More funds are being earmarked for wine production in Sicilian vineland confiscated from the Mafia.
Over €1bn has been invested in a European Union-Italian project to revive land, in the southern regions of Sicily, Calabria, Puglia and Campagna, which once belonged to Mafiosi such as Michele Greco and Salvatore ‘Toto’ Riina.
The Italian government has been seizing the estates of imprisoned mafia bosses for decades though it was not until 1996 that state legislation allowed these confiscated lands and properties, worth many millions of euros, to be used for the benefit of the people.
Since then, more than 4,500 properties in have been turned over to cooperatives.
In 2001 cooperatives in the village of Corleone, 60km from Palermo, began making what they called ‘anti-Mafia’ wines from confiscated land.
A white, Tempio del Monte Jato, announced on the label that it was ‘from Sicilian land confiscated from the Mafia’ and featured the nephew of a Mafia supergrass who was murdered for his uncle’s revelations in the early 1990s.
In Verona, at the Vinitaly trade fair, wines from the Centopassi vineyards around Corleone, named after I Cento Passi, the 2000 film about the life of murdered journalist Giuseppe ‘Peppino’ Impastato, are being shown.
Each one is dedicated to a Mafia victim – and the 2009 has been singled out for praise by Italian wine guide Gambero Rosso: ‘Wine can be a means of redemption for a land exploited by the Mafia’, it says.
Around €61m has been invested under an EU-Italian Programma Operativo Nazionale Sicurezza – which operates in Sicily, Calabria, Campania and Puglia. The wine part of the project involves 125ha of vineyard.

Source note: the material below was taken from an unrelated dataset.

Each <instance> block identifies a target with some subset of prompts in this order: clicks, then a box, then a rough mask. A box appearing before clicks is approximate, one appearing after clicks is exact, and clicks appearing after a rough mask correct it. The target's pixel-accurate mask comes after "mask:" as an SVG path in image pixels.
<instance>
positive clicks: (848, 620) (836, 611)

In another project announced at the weekend, the Unicredit bank is helping toward the establishment of new vineyards on 150ha near Palermo confiscated from ex-Mafia boss Michele Greco, who died in prison in 2008.
The conversion of the land is not always easy – much of it is legally owned by banks which foreclosed on the owners when they were imprisoned. At the same time, workers have been intimidated, crops burned and dogs killed.

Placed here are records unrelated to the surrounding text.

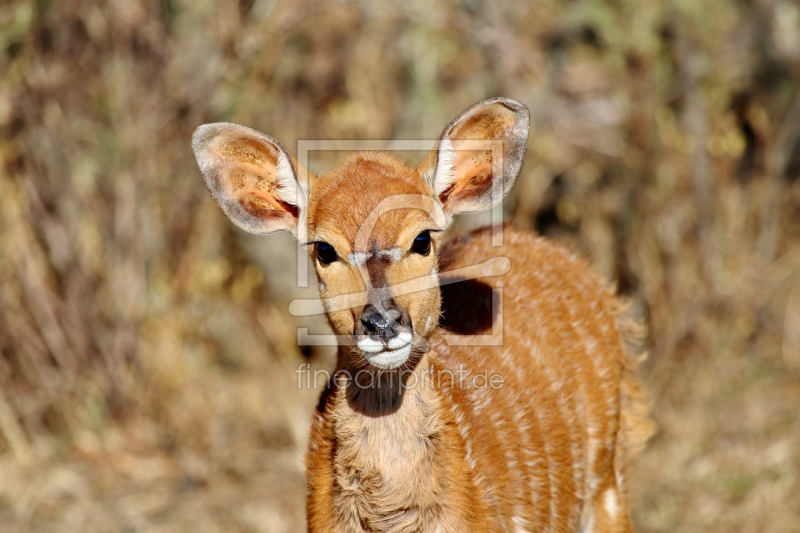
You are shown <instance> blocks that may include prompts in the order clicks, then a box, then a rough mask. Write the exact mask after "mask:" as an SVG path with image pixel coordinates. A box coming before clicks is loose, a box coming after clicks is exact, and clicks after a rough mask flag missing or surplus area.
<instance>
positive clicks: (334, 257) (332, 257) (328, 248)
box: [317, 242, 337, 265]
mask: <svg viewBox="0 0 800 533" xmlns="http://www.w3.org/2000/svg"><path fill="white" fill-rule="evenodd" d="M336 258H337V255H336V250H335V249H334V248H333V246H331V245H330V244H328V243H327V242H318V243H317V259H318V260H319V262H320V263H322V264H323V265H329V264H331V263H333V262H334V261H336Z"/></svg>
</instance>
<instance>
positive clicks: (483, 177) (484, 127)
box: [420, 98, 530, 215]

‘It was discouraging, but then the project did well and created opportunities to work. At that point, the mood changed and the acts of intimidation stopped,’ said Francesco Galante, a spokesman for the Libera network, an organisation dedicated to the fight against Mafia and organised crime which oversees the distribution of confiscated land.
‘What was an emblem of the economic force of the Mafia is now becoming a symbol of Sicily’s rebirth,’ Sicilian economic commissioner Gaetano Armao said.